Bwa index hla_all.fastabwa mem-t 8-P-L 10000-a hla_all.fasta R1.fastq R2.fastq > out.sam5. Run HLA-VBSeq

HLA-VBSeq supports double-ended or single-ended sequenced data. Here, take double-ended data as an example, the usage is as follows

Java-jar HLAVBSeq.jar hla_all.fasta out.sam result.txt-- alpha_zero 0.01-- is_paired6. Format the result

The results have been generated in the previous step, and this step is just formatting. The following code will screen out the genotyping results of the HLA-A gene.

Perl parse_result.pl Allelelist.txt result.txt | grep "^ A\ *" | sort-K2-n-r > HLA.txt

The result after formatting is as follows

17.4022266628604A*11:01:01 01 17.4022266628604A*11:01:01 12.0376819868684

There are two columns, the first is Allel and the second is the average sequencing depth of the Allel region.

These are all the contents of how to HLA typing the whole genome data in HLA-VBSeq. For more information about how to HLA the whole genome data in HLA-VBSeq, you can search the previous articles or browse the following articles to learn! I believe the editor will add more knowledge to you. I hope you can support it!
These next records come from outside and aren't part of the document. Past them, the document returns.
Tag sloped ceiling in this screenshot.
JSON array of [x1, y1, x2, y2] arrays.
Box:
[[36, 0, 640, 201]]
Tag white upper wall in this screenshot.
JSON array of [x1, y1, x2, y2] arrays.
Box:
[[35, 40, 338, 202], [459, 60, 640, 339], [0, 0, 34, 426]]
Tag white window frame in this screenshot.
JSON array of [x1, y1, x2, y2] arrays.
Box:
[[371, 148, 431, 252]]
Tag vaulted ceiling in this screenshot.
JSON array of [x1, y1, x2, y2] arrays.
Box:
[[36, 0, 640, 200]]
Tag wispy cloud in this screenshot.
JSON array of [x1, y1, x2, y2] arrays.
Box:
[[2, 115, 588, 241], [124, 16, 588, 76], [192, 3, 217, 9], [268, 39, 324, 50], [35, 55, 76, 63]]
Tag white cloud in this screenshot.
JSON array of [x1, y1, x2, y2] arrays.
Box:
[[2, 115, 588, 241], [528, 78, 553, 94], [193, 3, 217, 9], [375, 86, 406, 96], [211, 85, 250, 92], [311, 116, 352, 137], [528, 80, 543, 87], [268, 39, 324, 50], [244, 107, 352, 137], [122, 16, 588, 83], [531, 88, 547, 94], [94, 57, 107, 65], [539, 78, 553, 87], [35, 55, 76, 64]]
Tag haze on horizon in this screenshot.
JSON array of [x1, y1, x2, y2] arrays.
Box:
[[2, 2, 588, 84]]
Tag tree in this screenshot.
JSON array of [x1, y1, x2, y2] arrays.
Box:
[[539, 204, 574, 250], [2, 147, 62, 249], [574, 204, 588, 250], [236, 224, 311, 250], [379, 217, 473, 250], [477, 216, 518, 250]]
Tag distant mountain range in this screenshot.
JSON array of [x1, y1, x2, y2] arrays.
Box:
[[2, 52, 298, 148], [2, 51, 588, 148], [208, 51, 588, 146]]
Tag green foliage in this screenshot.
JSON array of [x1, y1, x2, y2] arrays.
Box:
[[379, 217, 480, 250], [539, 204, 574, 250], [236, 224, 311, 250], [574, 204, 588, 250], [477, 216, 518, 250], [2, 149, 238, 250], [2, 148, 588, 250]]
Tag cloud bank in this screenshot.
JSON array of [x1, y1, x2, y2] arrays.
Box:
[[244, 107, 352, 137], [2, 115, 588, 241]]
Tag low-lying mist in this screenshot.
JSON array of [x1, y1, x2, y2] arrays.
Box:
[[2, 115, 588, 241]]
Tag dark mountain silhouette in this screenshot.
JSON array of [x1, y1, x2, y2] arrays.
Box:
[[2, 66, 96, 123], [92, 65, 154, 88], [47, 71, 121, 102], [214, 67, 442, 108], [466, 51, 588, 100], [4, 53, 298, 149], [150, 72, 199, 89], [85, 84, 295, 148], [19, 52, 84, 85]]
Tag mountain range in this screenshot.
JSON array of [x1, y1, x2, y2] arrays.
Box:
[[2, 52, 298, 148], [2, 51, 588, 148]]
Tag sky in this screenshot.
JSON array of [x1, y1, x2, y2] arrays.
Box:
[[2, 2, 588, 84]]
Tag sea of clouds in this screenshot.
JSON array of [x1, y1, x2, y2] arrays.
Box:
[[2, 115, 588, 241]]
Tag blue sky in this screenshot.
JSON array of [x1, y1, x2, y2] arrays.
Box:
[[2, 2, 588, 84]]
Welcome to subscribe "Shulou Technology Information " to get latest news, interesting things and hot topics in the IT industry, and controls the hottest and latest Internet news, technology news and IT industry trends.

*The comments in the above article only represent the author's personal views and do not represent the views and positions of this website. If you have more insights, please feel free to contribute and share.